Wednesday 3 July: Conference day one, 2:30pm – 3:00pm parallel session

 

Venue

Room 6 – 303-B05 Sem

 

Presenter

Associate Professor Thomas Olsson
Lund University, Sweden
thomas.olsson@lth.lu.se

Oddfrid Førland
University of Bergen, Sweden

Associate Professor Torgny Roxå
Lund University, Sweden
Torgny.roxa@lth.lu.se

 

Overview

Systems for rewarding and recognizing teaching excellence have been implemented in many countries world-wide (Land & Gordon 2015), partly driven by an increased attention to quality assurance and development in higher education. For example, Australia and the UK recognize excellent teachers through professional frameworks on a national level, mainly with prizes and fellowships (Chalmers 2011; Turner & Gosling 2012). These initiatives, as for example the UK Professional Standards Framework (UKPSF), focus primarily on individual career development whereas reward systems in the Nordic countries tend to be more directed toward institutional development (Olsson & Roxå 2013; Meld. St. 16 2017). We would argue that institutional development should be overarching and include individual career development.

The issue of our research is to investigate how the structure of criteria and processes used for assessment of teaching qualities support individual and institutional development. We base our studies on documents and case studies from different reward systems, predominantly Nordic systems and the UKPSF, and we show how significant aspects influence systems and processes from individual and institutional perspectives.

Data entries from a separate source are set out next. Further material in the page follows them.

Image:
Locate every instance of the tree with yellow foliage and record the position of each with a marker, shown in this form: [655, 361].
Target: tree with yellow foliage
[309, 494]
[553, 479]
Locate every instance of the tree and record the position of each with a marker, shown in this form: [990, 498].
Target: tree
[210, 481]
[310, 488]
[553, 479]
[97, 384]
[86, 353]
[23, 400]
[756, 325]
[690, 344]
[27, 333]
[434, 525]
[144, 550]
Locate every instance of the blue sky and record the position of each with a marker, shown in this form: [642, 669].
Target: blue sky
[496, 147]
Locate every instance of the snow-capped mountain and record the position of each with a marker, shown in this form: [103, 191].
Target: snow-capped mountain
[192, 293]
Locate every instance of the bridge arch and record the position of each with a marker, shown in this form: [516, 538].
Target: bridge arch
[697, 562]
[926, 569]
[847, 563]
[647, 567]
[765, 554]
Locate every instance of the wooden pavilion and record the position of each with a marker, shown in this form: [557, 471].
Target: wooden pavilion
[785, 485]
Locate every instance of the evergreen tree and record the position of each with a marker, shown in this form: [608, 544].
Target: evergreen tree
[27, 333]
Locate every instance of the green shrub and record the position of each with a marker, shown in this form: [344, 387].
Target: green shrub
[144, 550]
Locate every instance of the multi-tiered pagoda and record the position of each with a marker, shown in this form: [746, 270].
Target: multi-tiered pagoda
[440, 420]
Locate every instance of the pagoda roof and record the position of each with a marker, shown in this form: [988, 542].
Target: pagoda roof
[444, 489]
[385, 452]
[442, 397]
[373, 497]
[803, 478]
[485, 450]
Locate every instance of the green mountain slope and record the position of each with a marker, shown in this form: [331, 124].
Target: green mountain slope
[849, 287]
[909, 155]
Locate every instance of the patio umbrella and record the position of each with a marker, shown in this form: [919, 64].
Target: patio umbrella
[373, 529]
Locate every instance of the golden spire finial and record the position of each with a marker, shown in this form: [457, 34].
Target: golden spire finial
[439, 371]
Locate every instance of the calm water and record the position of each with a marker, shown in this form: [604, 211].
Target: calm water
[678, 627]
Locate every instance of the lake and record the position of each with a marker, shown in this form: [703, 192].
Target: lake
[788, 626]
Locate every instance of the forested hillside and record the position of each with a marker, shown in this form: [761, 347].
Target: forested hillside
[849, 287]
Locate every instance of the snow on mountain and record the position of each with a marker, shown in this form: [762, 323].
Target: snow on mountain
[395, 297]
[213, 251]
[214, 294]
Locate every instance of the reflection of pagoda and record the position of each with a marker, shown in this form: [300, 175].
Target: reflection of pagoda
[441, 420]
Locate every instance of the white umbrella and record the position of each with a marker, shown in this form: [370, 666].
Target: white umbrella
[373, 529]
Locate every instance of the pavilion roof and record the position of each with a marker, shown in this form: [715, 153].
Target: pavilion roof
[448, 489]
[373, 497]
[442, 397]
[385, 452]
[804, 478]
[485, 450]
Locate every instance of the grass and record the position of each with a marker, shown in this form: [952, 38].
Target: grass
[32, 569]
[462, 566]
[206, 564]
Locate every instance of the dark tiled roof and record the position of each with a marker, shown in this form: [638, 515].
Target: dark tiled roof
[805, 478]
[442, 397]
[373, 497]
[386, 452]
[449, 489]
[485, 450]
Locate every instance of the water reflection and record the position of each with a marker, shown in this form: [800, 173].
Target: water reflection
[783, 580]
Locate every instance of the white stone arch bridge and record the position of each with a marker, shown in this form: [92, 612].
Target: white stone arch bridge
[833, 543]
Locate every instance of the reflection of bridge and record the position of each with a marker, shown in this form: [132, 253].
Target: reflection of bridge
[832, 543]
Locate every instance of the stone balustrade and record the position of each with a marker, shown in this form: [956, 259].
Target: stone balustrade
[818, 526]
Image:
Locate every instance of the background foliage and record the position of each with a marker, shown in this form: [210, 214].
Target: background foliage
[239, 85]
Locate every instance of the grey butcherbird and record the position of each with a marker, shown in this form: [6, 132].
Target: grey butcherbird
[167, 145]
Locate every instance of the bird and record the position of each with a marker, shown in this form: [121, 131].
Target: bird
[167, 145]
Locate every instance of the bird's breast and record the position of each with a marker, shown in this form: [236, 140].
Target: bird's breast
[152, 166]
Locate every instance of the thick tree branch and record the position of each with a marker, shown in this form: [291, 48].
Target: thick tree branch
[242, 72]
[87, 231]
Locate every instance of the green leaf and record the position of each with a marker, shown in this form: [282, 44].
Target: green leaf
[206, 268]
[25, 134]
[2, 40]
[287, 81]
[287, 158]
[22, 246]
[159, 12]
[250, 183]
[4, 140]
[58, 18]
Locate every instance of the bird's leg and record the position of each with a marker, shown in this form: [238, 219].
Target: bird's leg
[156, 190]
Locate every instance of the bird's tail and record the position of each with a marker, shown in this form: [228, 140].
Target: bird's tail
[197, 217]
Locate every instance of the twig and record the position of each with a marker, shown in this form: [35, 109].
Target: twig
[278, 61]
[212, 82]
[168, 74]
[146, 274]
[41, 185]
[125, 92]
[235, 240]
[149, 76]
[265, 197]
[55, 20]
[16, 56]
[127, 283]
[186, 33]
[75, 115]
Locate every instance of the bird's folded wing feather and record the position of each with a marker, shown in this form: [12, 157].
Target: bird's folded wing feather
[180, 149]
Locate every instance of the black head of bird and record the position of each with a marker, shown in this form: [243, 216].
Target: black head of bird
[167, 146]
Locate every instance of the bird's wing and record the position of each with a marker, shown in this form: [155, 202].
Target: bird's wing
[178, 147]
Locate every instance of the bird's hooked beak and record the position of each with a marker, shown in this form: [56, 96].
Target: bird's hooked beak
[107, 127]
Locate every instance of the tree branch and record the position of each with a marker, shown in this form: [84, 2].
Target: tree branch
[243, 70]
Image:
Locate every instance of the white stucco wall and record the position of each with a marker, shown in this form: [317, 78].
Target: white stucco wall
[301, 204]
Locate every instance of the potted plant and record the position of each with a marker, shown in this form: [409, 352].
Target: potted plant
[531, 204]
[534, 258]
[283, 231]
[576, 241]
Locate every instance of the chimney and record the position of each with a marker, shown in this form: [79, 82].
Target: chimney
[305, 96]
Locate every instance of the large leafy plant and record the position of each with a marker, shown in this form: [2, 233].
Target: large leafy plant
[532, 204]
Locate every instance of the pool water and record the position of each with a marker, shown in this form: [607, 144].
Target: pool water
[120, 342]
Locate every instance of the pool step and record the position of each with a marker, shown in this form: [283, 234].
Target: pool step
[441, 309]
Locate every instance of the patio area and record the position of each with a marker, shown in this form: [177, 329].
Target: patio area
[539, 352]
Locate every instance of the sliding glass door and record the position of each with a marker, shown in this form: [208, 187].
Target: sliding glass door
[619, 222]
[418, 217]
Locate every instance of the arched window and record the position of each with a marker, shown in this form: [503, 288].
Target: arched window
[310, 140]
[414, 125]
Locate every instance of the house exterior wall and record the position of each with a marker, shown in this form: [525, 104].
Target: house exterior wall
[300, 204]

We present results indicating that assessment criteria expose an institution’s definition of teaching excellence and institutional priorities. Our analyses show that if we focus on institutional development, it is important that every applicant, at different academic positions, can reach all criteria. Criteria that build on each other in a hierarchical order will most likely favour traditional individual career development, at the expense of institutional development. In the Nordic countries, we have predominantly adopted systems that focus on institutional development. An illustrating outcome from Lund University is that rewarded teachers are significantly overrepresented at important positions within the university. The fact that rewarded excellent teachers are seriously involved in policy and decision-making is of profound importance for the development of university teaching.